Download Images from list of urls

  • Create a folder in your machine.

  • Place your text file of images URL in the folder.

  • cd to that folder.
  • Use wget -i images.txt

  • You will find all your downloaded files in the folder.


On Windows 10/11 this is fairly trivial using

for /F "eol=;" %f in (filelist.txt) do curl -O %f

Note the inclusion of eol=; allows us to mask individual exclusions by adding ; at the start of those lines in filelist.txt that we do not want this time. If using above in a batch file GetFileList.cmd then double those %%'s

Windows 7 has a FTP command, but that can often throw up a firewall dialog requiring a User Authorization response.

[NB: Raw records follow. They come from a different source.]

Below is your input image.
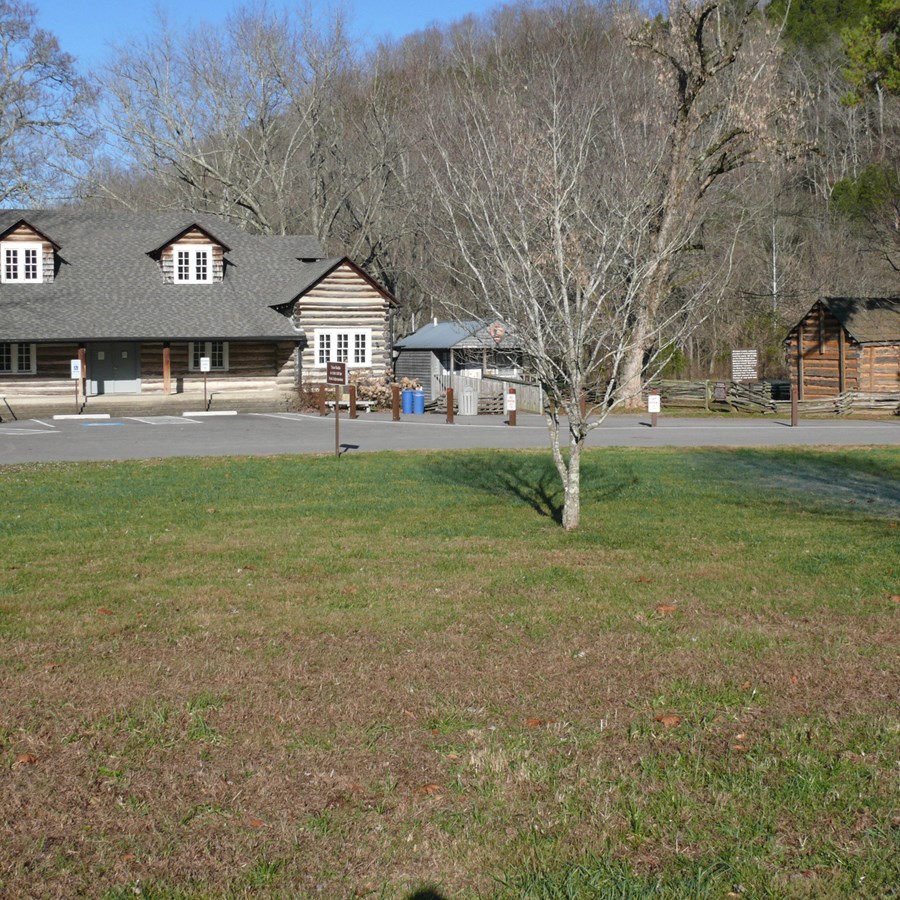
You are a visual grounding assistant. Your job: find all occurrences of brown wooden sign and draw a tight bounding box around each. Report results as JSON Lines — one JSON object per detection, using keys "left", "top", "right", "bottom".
{"left": 326, "top": 362, "right": 347, "bottom": 385}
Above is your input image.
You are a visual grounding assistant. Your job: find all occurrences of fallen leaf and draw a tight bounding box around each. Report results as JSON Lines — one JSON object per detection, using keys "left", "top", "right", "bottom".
{"left": 635, "top": 576, "right": 653, "bottom": 583}
{"left": 733, "top": 745, "right": 749, "bottom": 752}
{"left": 343, "top": 586, "right": 358, "bottom": 595}
{"left": 735, "top": 733, "right": 747, "bottom": 741}
{"left": 446, "top": 753, "right": 460, "bottom": 760}
{"left": 238, "top": 565, "right": 256, "bottom": 573}
{"left": 656, "top": 603, "right": 677, "bottom": 616}
{"left": 417, "top": 783, "right": 442, "bottom": 796}
{"left": 525, "top": 717, "right": 544, "bottom": 728}
{"left": 790, "top": 675, "right": 799, "bottom": 685}
{"left": 45, "top": 662, "right": 62, "bottom": 671}
{"left": 120, "top": 853, "right": 136, "bottom": 863}
{"left": 206, "top": 508, "right": 216, "bottom": 514}
{"left": 346, "top": 783, "right": 364, "bottom": 794}
{"left": 655, "top": 714, "right": 682, "bottom": 728}
{"left": 97, "top": 608, "right": 114, "bottom": 616}
{"left": 15, "top": 753, "right": 38, "bottom": 766}
{"left": 401, "top": 709, "right": 415, "bottom": 719}
{"left": 245, "top": 817, "right": 265, "bottom": 828}
{"left": 741, "top": 681, "right": 752, "bottom": 691}
{"left": 891, "top": 595, "right": 900, "bottom": 603}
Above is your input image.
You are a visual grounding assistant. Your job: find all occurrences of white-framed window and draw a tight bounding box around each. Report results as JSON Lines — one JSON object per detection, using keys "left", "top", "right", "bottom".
{"left": 1, "top": 242, "right": 43, "bottom": 283}
{"left": 0, "top": 342, "right": 36, "bottom": 374}
{"left": 314, "top": 329, "right": 371, "bottom": 367}
{"left": 174, "top": 245, "right": 212, "bottom": 283}
{"left": 188, "top": 340, "right": 229, "bottom": 371}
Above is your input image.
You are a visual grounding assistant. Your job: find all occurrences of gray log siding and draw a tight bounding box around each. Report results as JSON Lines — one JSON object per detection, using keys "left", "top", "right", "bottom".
{"left": 295, "top": 263, "right": 392, "bottom": 380}
{"left": 394, "top": 350, "right": 436, "bottom": 400}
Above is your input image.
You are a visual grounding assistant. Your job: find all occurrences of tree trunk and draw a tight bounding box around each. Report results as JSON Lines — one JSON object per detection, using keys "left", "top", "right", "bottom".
{"left": 549, "top": 410, "right": 583, "bottom": 531}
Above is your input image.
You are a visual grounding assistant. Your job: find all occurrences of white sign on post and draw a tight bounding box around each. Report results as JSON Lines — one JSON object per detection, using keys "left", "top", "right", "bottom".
{"left": 70, "top": 359, "right": 82, "bottom": 379}
{"left": 199, "top": 357, "right": 211, "bottom": 373}
{"left": 648, "top": 393, "right": 661, "bottom": 413}
{"left": 506, "top": 391, "right": 517, "bottom": 412}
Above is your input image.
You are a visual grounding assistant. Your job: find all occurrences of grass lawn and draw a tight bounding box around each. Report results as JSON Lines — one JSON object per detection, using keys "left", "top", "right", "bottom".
{"left": 1, "top": 446, "right": 898, "bottom": 898}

Currently running Windows 7 and wanting to download a list of URLs without downloading any wget.exe or other dependency like curl.exe (which would be simplest as the first command) the shortest compatible way is a power-shell command (not my favorite for speed, but if needs must.)

The file with URLs is filelist.txt and IWR is the PS near equivalent of wget.

The Security Protocol first command ensures we are using modern TLS1.2 protocol

-OutF ... split-path ... means the filenames will be the same as remote filenames but in CWD (current working directory), for scripting you can cd /d folder if necessary.

PS> [Net.ServicePointManager]::SecurityProtocol = "Tls12" ; GC filelist.txt | % {IWR $_ -OutF $(Split-Path $_ -Leaf)}

To run as a CMD use a slightly different set of quotes around 'Tls12'

PowerShell -C "& {[Net.ServicePointManager]::SecurityProtocol = 'Tls12' ; GC filelist.txt | % {IWR $_ -OutF $(Split-Path $_ -Leaf)}}"

This needs to be made into a function with error handling but it repeatedly downloads images for image classification projects

    import requests

    urls = pd.read_csv('cat_urls.csv') #save the url list as a dataframe

    rows = []

    for index, i in urls.iterrows():
        rows.append(i[-1])

    counter = 0

    for i in rows:
    

    file_name = 'cat' + str(counter) + '.jpg'
    
        print(file_name)
        response = requests.get(i)
        file = open(file_name, "wb")
        file.write(response.content)
        file.close()
        counter += 1